Statistical variation in progressive scrambling



The two methods most often used to evaluate the robustness and predictivity of partial least squares (PLS) models are cross-validation and response randomization. Both methods may be overly optimistic for data sets that contain redundant observations, however. The kinds of perturbation analysis widely used for evaluating model stability in the context of ordinary least squares regression are only applicable when the descriptors are independent of each other and errors are independent and normally distributed; neither assumption holds for QSAR in general and for PLS in particular.
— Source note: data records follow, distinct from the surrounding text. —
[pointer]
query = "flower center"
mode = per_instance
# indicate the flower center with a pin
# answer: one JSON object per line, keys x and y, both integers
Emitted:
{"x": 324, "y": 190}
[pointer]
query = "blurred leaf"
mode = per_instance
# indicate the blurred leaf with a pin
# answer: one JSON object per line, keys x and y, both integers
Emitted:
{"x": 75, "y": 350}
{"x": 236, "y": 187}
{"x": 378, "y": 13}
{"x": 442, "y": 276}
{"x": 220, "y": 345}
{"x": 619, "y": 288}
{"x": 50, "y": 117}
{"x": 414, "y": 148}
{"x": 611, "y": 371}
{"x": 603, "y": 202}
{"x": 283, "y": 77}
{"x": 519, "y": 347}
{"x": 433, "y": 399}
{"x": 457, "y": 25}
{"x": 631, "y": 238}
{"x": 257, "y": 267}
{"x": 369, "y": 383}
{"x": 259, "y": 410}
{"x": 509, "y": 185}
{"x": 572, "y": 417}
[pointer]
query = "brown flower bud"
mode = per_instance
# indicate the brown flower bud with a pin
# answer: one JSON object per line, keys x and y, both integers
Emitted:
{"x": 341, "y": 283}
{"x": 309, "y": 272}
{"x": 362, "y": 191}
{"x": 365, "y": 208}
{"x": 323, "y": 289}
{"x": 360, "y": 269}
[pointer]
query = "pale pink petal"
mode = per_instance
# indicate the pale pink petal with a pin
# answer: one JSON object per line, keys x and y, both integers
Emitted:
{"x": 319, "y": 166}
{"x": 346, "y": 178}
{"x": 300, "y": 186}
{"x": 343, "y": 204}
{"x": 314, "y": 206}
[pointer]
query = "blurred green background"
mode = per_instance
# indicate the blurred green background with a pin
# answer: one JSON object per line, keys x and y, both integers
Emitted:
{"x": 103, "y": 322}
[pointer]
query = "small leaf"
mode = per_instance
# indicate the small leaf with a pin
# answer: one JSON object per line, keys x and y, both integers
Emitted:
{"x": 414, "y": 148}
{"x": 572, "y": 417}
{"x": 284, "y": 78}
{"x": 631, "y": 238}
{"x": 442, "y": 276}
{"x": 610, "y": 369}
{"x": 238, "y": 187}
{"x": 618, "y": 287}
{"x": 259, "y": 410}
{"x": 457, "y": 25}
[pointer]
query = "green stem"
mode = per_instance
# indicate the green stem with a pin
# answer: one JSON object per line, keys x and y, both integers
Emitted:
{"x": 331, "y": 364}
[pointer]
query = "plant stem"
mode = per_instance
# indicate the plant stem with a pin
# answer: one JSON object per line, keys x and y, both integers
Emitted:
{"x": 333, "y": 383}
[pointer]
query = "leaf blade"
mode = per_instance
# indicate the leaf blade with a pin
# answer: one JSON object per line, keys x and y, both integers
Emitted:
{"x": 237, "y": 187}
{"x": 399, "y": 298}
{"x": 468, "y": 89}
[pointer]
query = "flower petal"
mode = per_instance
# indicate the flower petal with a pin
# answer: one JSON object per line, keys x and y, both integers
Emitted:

Progressive scrambling is a novel, non-parametric approach to perturbing models in the response space in a way that does not disturb the underlying covariance structure of the data. Here, we introduce adjustments for two of the characteristic values produced by a progressive scrambling analysis -- the deprecated predictivity (\(Q_{\rm s}^{\ast^2}\)) and standard error of prediction (SDEPs*) -- that correct for the effect of introduced perturbation. We also explore the statistical behavior of the adjusted values (\(Q_{\rm 0}^{\ast^2}\) and SDEP0*) and the sensitivity to perturbation (dq2/dryy ′2). It is shown that the three statistics are all robust for stable PLS models, in terms of the stochastic component of their determination and of their variation due to sampling effects involved in training set selection.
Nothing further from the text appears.